The kinetics of bicelle reorientation exhibit further manifestations of the importance of bicelle-bicelle interactions. At lower water contents, the rate of approach to the equilibrium degree of perpendicular versus parallel alignment is rapid, occurring within a matter of minutes, and involves a single apparent rate constant. The equilibrium alignment is dictated by the Eu³⁺ level. Close interactions between bicelles dictate that all bicelles approach the equilibrium condition with the same rate. At higher water contents, the same equilibrium degree of perpendicular versus parallel alignment is eventually achieved for a given Eu³⁺ level, but the overall rate of approach to equilibrium is much slower. This follows from the reduced cooperativity between bicelles expected at higher water content and greater bicelle-bicelle spacing. Two rate constants are involved at higher water content: one that is as rapid as that observed at lower water contents, and one that is much slower. We suggest that the slower rate process corresponds to accretion of individual bicelles onto the surface of a region of parallel alignment from the surface of an adjacent region of perpendicular alignment.

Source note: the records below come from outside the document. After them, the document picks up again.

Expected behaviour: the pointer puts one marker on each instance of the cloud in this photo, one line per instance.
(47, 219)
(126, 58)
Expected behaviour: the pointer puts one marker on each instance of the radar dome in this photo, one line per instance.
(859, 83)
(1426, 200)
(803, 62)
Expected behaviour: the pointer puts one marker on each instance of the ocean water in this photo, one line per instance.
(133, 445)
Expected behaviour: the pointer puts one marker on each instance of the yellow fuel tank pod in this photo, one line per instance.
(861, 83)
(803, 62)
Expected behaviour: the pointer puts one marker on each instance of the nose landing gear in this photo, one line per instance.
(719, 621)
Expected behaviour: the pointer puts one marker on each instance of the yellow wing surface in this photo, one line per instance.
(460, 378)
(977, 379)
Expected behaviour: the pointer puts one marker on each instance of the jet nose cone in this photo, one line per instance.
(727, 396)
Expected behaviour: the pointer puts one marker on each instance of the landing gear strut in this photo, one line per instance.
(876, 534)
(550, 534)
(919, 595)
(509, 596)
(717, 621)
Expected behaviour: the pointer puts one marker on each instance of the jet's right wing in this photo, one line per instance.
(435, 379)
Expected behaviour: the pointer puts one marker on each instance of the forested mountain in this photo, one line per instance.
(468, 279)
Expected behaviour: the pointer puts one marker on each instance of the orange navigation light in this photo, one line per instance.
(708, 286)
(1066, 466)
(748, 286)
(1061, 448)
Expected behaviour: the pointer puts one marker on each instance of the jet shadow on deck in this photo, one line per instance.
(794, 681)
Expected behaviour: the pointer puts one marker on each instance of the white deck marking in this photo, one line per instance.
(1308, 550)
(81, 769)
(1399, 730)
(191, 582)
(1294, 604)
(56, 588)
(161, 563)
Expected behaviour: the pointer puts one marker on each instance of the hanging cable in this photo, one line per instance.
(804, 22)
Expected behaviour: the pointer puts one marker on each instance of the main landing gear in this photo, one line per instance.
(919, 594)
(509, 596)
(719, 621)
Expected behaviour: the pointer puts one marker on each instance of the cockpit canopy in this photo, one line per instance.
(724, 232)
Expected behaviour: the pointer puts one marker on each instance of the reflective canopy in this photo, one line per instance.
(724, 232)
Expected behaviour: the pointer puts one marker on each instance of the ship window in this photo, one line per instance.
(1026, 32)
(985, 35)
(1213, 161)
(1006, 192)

Some consequences for biomacromolecular conformation studies

The parallel-aligned state has particular advantages for structural studies of bicelle-associated macromolecules, as mentioned previously. When inducing the parallel alignment one desires to avoid excess lanthanide in order to minimize lanthanide interactions with the macromolecule of interest, without sacrificing the interactions between the macromolecule and the bicelles. Typically, both such interactions will contain electrostatic contributions. The trick is to bind sufficient lanthanide to the bicelle such that parallel alignment is achieved, but retaining sufficient net anionic bicelle surface charge such that the macromolecule (typically overall cationic) also associates with the bicelle. The studies reported here indicate that with 10/90 DMPG/DMPC bicelles Eu³⁺ binding is quantitative up to and beyond the level of added Eu³⁺ sufficient to produce 100% parallel alignment (Eu³⁺ added per lipid, 0.04). The ²H NMR quadrupolar splittings indicate that such bicelles are nearly neutral or possess a slight net cationic charge. To produce a net anionic bicelle surface charge in the parallel-aligned state therefore one need only alter the bicelle composition to include a greater percent of anionic amphiphile. This would serve to attract electrostatically a cationic macromolecule, but minimizing excess lanthanide, because lanthanide binding would remain quantitative at the higher anionic surface charge. A complication evident with Eu³⁺ is that its binding is readily reversible, as apparent from its fast exchange, and a binding equilibrium would be set up between bicelles and any macromolecule present. It might be preferable, therefore, to employ a lanthanide with the highest possible chemical affinity for phospholipids.